Le Bureau de l’Assemblée nationale a finalisé hier les modalités de la première session extraordinaire de l’année législative 2025-2026, encadrée par un calendrier strict de quinze jours maximum.
Les députés sénégalais entament ce lundi 10 août 2026 une session parlementaire exceptionnelle, marquée par l’examen de deux propositions de loi, trois projets de loi et six commissions d’enquête. Une séance solennelle qui rompt avec les congés parlementaires, suite à une convocation validée par Ousmane Sonko et le Bureau de l’Assemblée nationale.
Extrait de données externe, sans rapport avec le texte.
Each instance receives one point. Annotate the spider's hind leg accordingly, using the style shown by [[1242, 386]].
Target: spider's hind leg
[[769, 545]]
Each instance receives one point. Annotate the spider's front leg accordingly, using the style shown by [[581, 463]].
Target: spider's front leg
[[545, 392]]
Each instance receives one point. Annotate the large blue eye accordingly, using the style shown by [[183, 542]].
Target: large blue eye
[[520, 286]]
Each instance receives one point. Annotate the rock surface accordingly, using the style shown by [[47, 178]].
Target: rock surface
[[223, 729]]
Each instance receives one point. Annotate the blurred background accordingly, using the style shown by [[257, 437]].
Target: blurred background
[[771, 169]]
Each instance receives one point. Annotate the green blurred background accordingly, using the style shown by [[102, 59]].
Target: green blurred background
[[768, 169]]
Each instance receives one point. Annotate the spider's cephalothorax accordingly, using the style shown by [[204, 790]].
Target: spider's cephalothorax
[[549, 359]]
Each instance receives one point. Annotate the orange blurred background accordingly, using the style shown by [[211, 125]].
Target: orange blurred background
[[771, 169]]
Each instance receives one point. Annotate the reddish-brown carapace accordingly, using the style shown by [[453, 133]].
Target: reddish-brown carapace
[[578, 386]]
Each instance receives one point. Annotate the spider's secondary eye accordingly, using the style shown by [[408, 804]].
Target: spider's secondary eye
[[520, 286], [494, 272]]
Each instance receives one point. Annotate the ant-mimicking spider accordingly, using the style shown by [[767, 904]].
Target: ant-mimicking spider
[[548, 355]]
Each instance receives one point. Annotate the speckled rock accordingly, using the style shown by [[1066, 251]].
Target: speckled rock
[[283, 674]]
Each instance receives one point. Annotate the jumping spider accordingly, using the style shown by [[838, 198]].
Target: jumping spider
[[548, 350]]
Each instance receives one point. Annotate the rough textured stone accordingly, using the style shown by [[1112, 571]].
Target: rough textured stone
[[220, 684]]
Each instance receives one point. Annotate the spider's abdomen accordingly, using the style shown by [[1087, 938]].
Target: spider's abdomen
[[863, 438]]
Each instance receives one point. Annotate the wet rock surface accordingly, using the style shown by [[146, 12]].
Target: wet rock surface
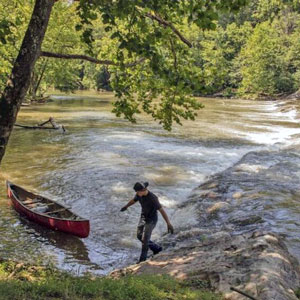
[[257, 263], [241, 236]]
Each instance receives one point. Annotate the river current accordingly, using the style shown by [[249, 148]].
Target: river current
[[93, 166]]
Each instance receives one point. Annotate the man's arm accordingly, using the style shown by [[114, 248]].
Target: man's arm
[[131, 202], [165, 216]]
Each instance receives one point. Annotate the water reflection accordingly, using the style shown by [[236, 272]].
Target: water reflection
[[93, 167]]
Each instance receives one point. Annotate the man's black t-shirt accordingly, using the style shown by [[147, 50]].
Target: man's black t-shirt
[[150, 205]]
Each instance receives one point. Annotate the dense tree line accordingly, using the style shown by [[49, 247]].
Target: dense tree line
[[255, 53]]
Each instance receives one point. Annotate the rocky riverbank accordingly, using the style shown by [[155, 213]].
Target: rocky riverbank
[[240, 237]]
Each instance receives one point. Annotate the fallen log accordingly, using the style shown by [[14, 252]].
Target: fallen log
[[55, 126]]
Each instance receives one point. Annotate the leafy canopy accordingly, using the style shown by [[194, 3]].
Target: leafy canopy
[[151, 31]]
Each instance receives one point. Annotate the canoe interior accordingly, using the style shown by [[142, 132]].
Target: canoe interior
[[43, 206]]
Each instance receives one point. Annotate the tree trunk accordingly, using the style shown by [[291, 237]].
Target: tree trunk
[[19, 79]]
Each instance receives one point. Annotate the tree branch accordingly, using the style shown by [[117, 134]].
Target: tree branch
[[168, 24], [88, 58]]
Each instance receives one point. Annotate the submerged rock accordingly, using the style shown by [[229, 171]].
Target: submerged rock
[[234, 243], [257, 263]]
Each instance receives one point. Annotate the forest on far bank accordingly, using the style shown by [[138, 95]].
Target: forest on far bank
[[252, 54]]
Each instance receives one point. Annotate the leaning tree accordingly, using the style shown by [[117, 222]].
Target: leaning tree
[[151, 66]]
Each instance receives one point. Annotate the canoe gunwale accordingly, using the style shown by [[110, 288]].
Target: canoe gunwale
[[10, 184]]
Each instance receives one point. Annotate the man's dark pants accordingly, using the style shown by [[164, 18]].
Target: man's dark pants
[[144, 232]]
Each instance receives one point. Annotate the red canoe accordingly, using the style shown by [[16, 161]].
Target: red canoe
[[47, 212]]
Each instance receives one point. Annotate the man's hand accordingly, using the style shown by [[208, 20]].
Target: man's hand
[[170, 228], [123, 208]]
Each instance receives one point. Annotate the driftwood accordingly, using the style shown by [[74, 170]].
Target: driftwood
[[55, 126]]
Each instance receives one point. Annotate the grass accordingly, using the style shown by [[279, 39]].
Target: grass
[[19, 281]]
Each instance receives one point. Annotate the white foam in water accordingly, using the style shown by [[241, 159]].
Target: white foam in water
[[121, 188], [167, 202]]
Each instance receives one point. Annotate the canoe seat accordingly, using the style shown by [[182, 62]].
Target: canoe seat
[[56, 211]]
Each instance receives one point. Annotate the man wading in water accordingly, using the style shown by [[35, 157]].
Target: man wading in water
[[150, 206]]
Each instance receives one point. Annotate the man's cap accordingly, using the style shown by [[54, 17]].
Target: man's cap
[[139, 186]]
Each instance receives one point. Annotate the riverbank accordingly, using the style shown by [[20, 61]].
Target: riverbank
[[240, 236], [21, 281]]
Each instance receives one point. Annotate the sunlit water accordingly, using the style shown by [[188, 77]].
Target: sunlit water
[[93, 166]]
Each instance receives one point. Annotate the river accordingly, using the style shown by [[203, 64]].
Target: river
[[93, 166]]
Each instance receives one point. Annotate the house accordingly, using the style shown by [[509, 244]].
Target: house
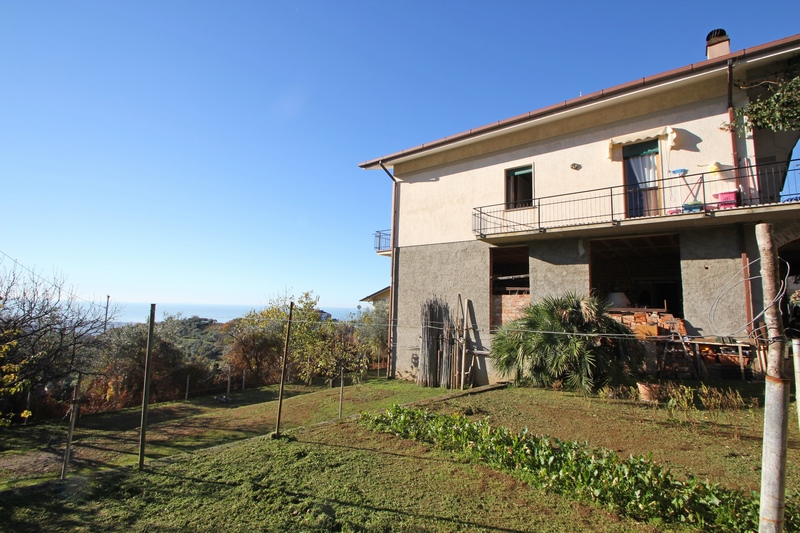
[[637, 192], [379, 296]]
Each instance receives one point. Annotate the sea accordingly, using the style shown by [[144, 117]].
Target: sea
[[138, 312]]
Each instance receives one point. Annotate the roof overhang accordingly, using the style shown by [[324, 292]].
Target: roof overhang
[[666, 81]]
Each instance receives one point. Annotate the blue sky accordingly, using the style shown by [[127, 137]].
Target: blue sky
[[206, 151]]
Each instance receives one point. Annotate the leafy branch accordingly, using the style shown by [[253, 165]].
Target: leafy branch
[[778, 109]]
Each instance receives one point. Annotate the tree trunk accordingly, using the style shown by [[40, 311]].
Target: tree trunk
[[776, 394]]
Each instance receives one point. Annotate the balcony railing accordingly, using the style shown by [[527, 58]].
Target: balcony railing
[[675, 195], [383, 241]]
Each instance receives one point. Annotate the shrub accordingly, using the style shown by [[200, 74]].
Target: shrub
[[570, 339], [636, 487]]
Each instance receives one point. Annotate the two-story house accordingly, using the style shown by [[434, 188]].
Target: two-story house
[[637, 193]]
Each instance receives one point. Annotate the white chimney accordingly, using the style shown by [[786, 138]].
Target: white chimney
[[717, 44]]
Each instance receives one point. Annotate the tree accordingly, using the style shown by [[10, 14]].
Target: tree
[[119, 362], [373, 331], [778, 109], [47, 334], [255, 345], [567, 338], [252, 340]]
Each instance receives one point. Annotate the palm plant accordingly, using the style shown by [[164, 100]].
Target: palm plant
[[568, 338]]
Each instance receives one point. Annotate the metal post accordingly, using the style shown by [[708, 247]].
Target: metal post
[[146, 391], [283, 370], [105, 324], [341, 389], [73, 416], [796, 356], [611, 198]]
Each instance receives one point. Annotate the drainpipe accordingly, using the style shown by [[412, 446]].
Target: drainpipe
[[393, 277], [748, 288], [731, 118], [748, 294]]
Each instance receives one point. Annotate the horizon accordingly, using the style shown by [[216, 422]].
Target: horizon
[[138, 312], [217, 159]]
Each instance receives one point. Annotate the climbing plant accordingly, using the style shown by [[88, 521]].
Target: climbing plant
[[776, 110]]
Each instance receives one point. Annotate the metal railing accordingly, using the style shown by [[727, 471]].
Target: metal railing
[[675, 195], [383, 240]]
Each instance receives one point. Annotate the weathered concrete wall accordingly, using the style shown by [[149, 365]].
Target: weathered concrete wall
[[443, 271], [557, 267], [713, 287]]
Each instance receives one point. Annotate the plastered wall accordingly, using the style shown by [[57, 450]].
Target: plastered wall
[[436, 203]]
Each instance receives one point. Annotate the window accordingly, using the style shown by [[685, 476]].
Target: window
[[641, 178], [519, 187]]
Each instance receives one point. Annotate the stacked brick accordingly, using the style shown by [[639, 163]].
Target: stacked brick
[[649, 323], [508, 307]]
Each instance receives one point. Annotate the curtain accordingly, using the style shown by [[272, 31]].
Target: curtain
[[642, 177]]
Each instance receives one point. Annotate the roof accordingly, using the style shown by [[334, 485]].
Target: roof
[[382, 294], [693, 69]]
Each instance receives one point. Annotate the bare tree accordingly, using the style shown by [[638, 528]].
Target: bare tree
[[47, 334]]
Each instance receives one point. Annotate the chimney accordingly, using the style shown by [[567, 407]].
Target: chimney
[[717, 44]]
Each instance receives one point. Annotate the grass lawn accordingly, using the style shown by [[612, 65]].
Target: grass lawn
[[340, 476]]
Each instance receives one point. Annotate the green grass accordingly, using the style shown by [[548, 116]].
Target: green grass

Les débats débuteront dès 10 heures, dans l’hémicycle de la place Soweto, avec la vérification du quorum et l’ouverture officielle par le président de l’Assemblée nationale. Une conférence des présidents sera ensuite réunie pour établir le programme détaillé des travaux, conformément aux règles constitutionnelles.
Un cadre temporel strict et des priorités définies
La session, limitée à quinze jours par le règlement intérieur, devra respecter un ordre du jour immuable une fois la séance inaugurale lancée. Le Bureau a déjà arrêté les textes prioritaires, incluant des réformes constitutionnelles et des mesures de transparence financière.
Deux thématiques principales émergent : l’amendement de l’article 37 de la Constitution sur la déclaration de patrimoine du président de la République, ainsi que l’encadrement des crédits spéciaux et des fonds secrets. Ces propositions, jugées recevables en juillet 2026, feront l’objet d’un examen approfondi.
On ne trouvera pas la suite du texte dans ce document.